New Deputy Mayor Likes Congestion Pricing—And Not Just for Bridges and Streets
The Real Estate Desk Aug. 12, 2010, 2:55 p.m.
In a lengthy interview with WNYC’s Andrea Bernstein, new Deputy Mayor Stephen Goldsmith—the one-time innovative mayor/rising Republican star from Indianapolis—let loose some of his feelings about government’s role in managing traffic.
In short: He likes variable pricing.
In addition to giving an extensive shout-out to congestion pricing and suggesting a push for it may return—which he has done before—he voiced support for taking a similar line on other forms of transportation: namely, buses, subways and parking.

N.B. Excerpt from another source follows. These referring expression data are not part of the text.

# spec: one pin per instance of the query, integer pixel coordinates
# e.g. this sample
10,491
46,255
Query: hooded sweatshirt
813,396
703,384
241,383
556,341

Here’s what he said, when asked about congestion pricing:
I think what the mayor tried to do with congestion pricing is not important just because it raises money. I think it’s important because it makes better use of our bridges and roads. And I think the same could apply to buses or subways or parking and the like. And when we give citizens broad signals – pricing – and they can make decisions about what’s in their best interests, that’s the way New York should run.
Variable pricing for parking is something that wouldn’t be all that hard to implement, and, in fact, the city has a few pilots going in which meters have higher prices during peak hours. Subways and buses would be much more of a leap, given that any proposed change to M.T.A. fares is inevitably met with a cacophony of criticism.